SSH in, then run the setup again:
ssh root@YOUR_DROPLET_IP
# try the built-in 1-click message/tool (one of these usually exists)
sudo /usr/local/bin/wordpress-setup 2>/dev/null || true
sudo /opt/digitalocean/bin/wordpress-setup 2>/dev/null || true
# if neither exists, just look for the 1-click helper:
ls -la /opt/digitalocean/bin/ 2>/dev/null
Then confirm WordPress is installed and the web server is serving it (pick the one you have):
# Apache:
sudo apache2ctl -S
# Nginx:
sudo nginx -T | sed -n '1,200p'
For the subdomain not working, the most common cause is simply DNS: your A record for the subdomain must point to the Droplet IP, and it can take time to propagate.
If you changed the site URL to the subdomain and it broke access, you can temporarily force WordPress to the correct URL in wp-config.php:
define('WP_HOME', 'https://dev.yoursite.com');
define('WP_SITEURL', 'https://dev.yoursite.com');
That’s a common recovery approach on DO WordPress installs.

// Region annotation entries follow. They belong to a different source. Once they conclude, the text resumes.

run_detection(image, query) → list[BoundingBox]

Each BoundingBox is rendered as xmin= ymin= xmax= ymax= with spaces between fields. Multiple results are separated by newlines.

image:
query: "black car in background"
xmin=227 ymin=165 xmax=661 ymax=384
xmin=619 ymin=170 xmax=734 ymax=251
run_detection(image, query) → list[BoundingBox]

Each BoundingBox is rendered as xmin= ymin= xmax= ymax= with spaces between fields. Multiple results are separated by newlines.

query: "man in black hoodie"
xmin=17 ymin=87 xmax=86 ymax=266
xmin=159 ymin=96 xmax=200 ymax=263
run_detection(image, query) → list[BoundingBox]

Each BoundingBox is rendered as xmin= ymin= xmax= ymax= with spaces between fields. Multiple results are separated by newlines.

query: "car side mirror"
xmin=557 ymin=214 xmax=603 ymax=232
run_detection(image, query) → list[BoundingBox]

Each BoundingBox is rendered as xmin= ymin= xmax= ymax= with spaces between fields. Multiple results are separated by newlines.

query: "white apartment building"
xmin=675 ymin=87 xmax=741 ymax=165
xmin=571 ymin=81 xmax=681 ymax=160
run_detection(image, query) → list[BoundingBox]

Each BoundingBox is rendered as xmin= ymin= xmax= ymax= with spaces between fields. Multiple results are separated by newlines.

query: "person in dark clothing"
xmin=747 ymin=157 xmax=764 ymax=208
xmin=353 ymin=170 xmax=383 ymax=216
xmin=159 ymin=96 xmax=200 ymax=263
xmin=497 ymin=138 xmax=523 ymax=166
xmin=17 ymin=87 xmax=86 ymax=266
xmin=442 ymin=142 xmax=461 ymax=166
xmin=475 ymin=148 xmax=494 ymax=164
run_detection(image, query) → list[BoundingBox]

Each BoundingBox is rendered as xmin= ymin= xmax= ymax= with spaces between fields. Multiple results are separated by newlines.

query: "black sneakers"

If you paste the exact “old message” you’re seeing (or a screenshot), and tell me whether your 1-Click is the Apache-based or Nginx-based image, I can point you to the exact file/vhost that still serves the placeholder.
Hope that this helps!
Hi there,
With the WordPress one-click Droplet, that usually happens when the web server is still pointing to the default WordPress install path, or the domain/subdomain isn’t mapped to the Droplet correctly yet.
First, I’d double-check the DNS. Make sure your domain or subdomain has an A record pointing to the Droplet’s public IP, and give it a bit of time to propagate. Until DNS is correct, WordPress will often keep showing the setup or default page.
On the Droplet itself, the one-click image installs WordPress under /var/www/html by default. If you changed paths or virtual host settings, the web server may still be serving the original location. Checking the NGINX or Apache config and confirming the document root matches the WordPress install is important.
Another common cause is the site URL settings inside WordPress. If WordPress is still configured to use the IP address instead of the domain, it can behave exactly like this. You can check and fix this via wp-config.php or using WP-CLI.